Vediamolo: ai correntisti ci penserà lo Stato (cioè gli stessi correntisti più gli altri cittadini comuni) a ripianare il buco; agli altri depositanti, dato che la banca fallisce, restituiscono al massimo fino all’importo del capitale sociale (quindi un trentesimo, o al massimo un ventesimo di quell’importo). Per la banca centrale vale lo stesso discorso fatto per i depositanti, solo che essendo i soldi che presta la banca centrale debito pubblico, i soldi che perde sono soldi dei contribuenti, quindi a perderci sono ancora i cittadini. I soldi che non vengono restituiti alle altre banche entrano nei crediti del recupero fallimentare. Quindi in questo caso le banche che prestano soldi ad altre banche li possono anche perdere, ma si sa che, nei momenti difficili, nessuno presta più niente a nessuno.. Naturalmente la banca che fallisce perde i soldi del proprio capitale sociale, ma sono gli azionisti della banca a perderci, cioè gli investitori.
I managers non perdono nulla, a parte
il posto di lavoro. E se non hanno commesso reato di bancarotta fraudolenta non pagano niente nemmeno sotto il profilo della giustizia.
Vediamo ora quali rischi corrono sotto il profilo degli impieghi.

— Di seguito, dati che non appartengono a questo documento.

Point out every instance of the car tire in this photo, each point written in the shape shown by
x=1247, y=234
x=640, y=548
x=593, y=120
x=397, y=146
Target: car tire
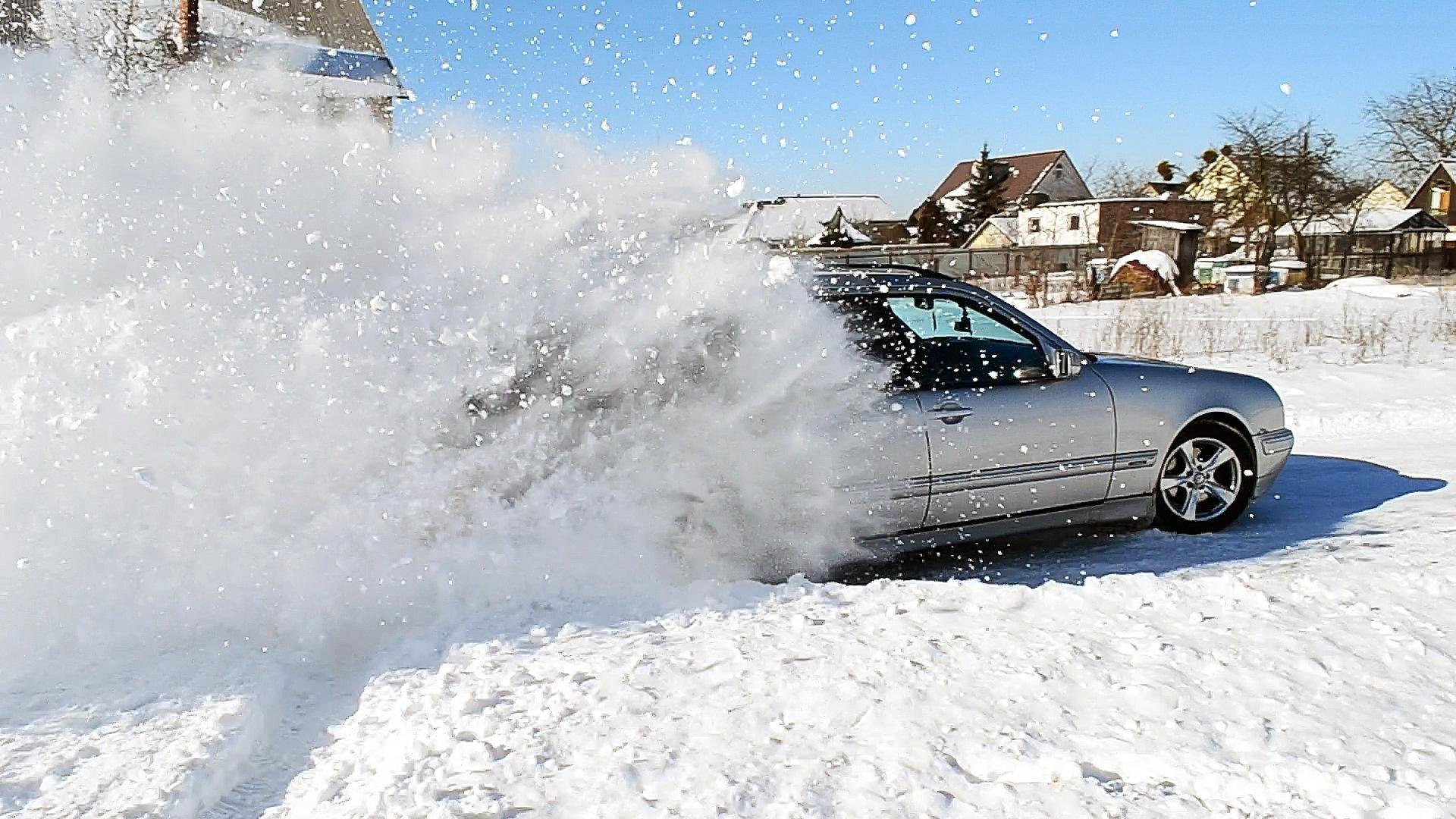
x=1206, y=482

Poiché i banchieri operano per la gran parte coi soldi degli altri (i correntisti e i depositanti) sarebbe loro dovere fare indagini accurate prima di prestarli a chicchessia (come si faceva una volta!), invece che fanno? Ti chiedono pochi dati, li immettono in un computer, talvolta prendono qualche informazione, e in pochi minuti ti dicono se concedono il mutuo o no. Nei casi delle imprese i tempi sono un po’ più lunghi perché ci sono più dati da inserire e far “digerire” al computer, ma poi l’analisi finisce lì. Se il computer dice di si l’operazione è fatta, tutto il resto è burocrazia che serve solo a mettere il cappio al collo a chi si azzarda a non pagare puntualmente.
Si badi bene che sto descrivendo qui solo i casi di operatività pulita, corretta, poi ci sono i
tantissimi casi di prestiti e mutui dati addirittura a chi si sapeva benissimo che non avrebbe avuto la capacità di rimborsare, ma andavano comunque benissimo per chi, cartolarizzando i titoli di credito, girava poi a ignari investitori quella porcheria finanziaria.

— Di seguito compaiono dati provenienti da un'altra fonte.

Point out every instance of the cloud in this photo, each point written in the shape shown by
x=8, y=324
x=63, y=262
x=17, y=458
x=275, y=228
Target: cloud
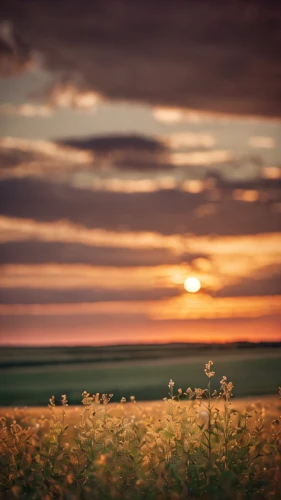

Quindi in conclusione i banchieri, grandi e piccoli, possono farne di cotte e di crude, e non pagano mai lo scotto delle loro “coraggiose” operazioni (sulla pelle di azionisti, investitori e comuni cittadini).
Allora cominciamo a chiedere conto alle banche di come hanno condotto l’analisi creditizia. Se questa viene fatta in modo eccessivamente sbrigativo (come accade frequentemente nelle valutazioni affidate esclusivamente ai “credit scoring”), obblighiamole per legge ad assumere corresponsabilità sulle insolvenze che emergono in capo ai debitori. Il motivo è da attribuire alla inconsistenza nel condurre appropriate analisi creditizie. In questi casi appositi tribunali (anche internazionali) dovrebbero poter decidere
(come avviene nelle sentenze fallimentari), che la banca inadempiente totale o parziale nell’analisi per la concessione del credito venga chiamata a depennare tempestivamente una parte consistente del credito stesso.

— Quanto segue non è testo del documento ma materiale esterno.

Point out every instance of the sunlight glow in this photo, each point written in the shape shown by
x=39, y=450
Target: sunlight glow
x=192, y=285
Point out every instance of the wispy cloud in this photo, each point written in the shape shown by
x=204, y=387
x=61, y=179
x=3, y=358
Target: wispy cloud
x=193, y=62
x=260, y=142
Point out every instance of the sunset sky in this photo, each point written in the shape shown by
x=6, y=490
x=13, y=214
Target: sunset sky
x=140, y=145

Si tenga presente che quando il debitore fallisce la banca deve fare comunque questa procedura di cancellazione di tutto o parte del proprio credito, tanto vale obbligarla a farlo quando ancora il debitore sta in piedi con le proprie gambe, e potrebbe ancora cavarsela se solo avesse un minimo d’aiuto.
E per quanto riguarda gli amministratori delle banche, anche qui, per farle funzionare meglio nell’interesse della gente invece che nell’interesse degli stessi amministratori, occorrerebbe vietare per legge quelle clausole che consentono agli amministratori di prendere stipendi e liquidazioni da favola anche quando commettono evidenti e comprovati disastri finanziari.  Roberto Marchesi (Dallas - Texas)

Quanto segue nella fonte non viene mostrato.